That comics continue to exist in any form is cause for wonder. Comic books flourished during the classical Hollywood era because they offered visual experiences that movies couldn’t match (i.e., violence, highly stylized worlds) to audiences under served by the cinema and television (i.e., kids). Now that the comics’ audience is also the core audience for Hollywood, the only reason why the former should persist is that comics offer an emotional experience that movies can’t match.
But what about movies based on comics? Hollywood has raided the comic book canon to fill its summer blockbuster schedule. But in the 32 years since the release of Superman, the Movie, Matt Zoller Seitz argues in Salon, “The comic book film has become a gravy train to nowhere.” Whatever pleasures comic book films have offered over the years, they have been isolated and fleeting.

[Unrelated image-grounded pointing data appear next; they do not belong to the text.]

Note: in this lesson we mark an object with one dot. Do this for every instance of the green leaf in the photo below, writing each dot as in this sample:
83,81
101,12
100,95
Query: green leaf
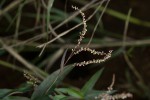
49,84
90,84
5,92
92,94
15,98
59,97
71,91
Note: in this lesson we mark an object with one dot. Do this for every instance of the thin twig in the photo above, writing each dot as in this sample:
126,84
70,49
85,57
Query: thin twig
98,21
131,66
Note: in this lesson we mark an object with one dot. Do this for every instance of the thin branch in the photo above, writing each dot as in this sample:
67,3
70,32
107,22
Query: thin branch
131,66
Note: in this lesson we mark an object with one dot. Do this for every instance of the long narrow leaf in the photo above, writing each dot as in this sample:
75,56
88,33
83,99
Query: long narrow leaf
49,84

Mostly, comic book films are just industrial products rolling off an assembly line.
Even at the peak of their creative powers, big-budget comic book films are usually more alike than different. And over time, they seem to blur into one endless, roiling mass of cackling villains, stalwart knights, tough/sexy dames, and pyrotechnic showdowns that invariably feature armored vehicles (or armor-encased men) bashing into each other.
To illustrate how monotonous and predicable the genre has become, Seitz compares the comic book film to the zombie film, which is several levels below comics on the genre respectability scale. For one thing, the zombie film offers complex ethical dilemmas. Is it OK to kill a loved one just because he’s become a zombie and wants to eat you? The comic book film, by contrast, just presents “boxing robots.” The ethical stakes are always very small.

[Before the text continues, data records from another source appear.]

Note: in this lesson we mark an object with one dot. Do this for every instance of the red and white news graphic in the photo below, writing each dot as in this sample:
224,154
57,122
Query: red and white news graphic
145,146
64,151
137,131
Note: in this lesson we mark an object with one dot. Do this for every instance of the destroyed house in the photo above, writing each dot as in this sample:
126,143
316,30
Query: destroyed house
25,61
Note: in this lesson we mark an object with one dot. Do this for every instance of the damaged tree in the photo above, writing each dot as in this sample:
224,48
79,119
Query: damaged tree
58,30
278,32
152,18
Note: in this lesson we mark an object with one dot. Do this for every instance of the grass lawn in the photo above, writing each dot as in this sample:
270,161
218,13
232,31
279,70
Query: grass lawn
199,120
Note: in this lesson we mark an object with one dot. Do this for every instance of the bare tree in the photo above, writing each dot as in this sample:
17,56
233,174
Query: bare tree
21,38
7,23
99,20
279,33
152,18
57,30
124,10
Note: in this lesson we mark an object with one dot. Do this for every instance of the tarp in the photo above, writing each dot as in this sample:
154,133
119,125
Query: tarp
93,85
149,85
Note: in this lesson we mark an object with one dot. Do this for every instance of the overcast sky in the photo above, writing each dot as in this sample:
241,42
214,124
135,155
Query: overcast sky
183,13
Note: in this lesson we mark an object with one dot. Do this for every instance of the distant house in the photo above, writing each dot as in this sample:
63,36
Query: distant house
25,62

Seitz points to The Dark Knight as the exception that proves the rule. In the comic book film being the love interest of a superhero is a surprisingly safe position considering their level of contact with diabolical criminality. Gwen Stacy keeps popping up in every film adaptation of Spider-Man, even though her comic book self perished in The Amazing Spider-Man #121. The Dark Knight, on the other hand, dared to kill off Rachel Dawes, a “rare example of a superhero film daring to make its audience hurt,” Seitz says. “The superhero movie too often avoids opportunities to summon tangled feelings, lacerating trauma and complex characterizations — qualities that make genre films worth watching and remembering for reasons beyond their capacity to kill two hours and change.” Even The Dark Knight has problems, according to Seitz, including Chris Nolan’s antic camera work and Christian Bale’s “smug and cranky” Batman.
Everything Seitz says about the comic book film could also be applied to sci-fi, the genre that helped spawn the comic book film. (The 1978 Superman followed quickly upon the heels of the original Star Wars.) Only the fanboys and girls can tell them apart. Praise tends to be qualified, as in “the best Star Trek movie yet.” Any flicker of emotional complexity is instantly dispatched into the void of space. No one bleeds in sci-fi films. No one suffers–neither the heroes, nor the audience.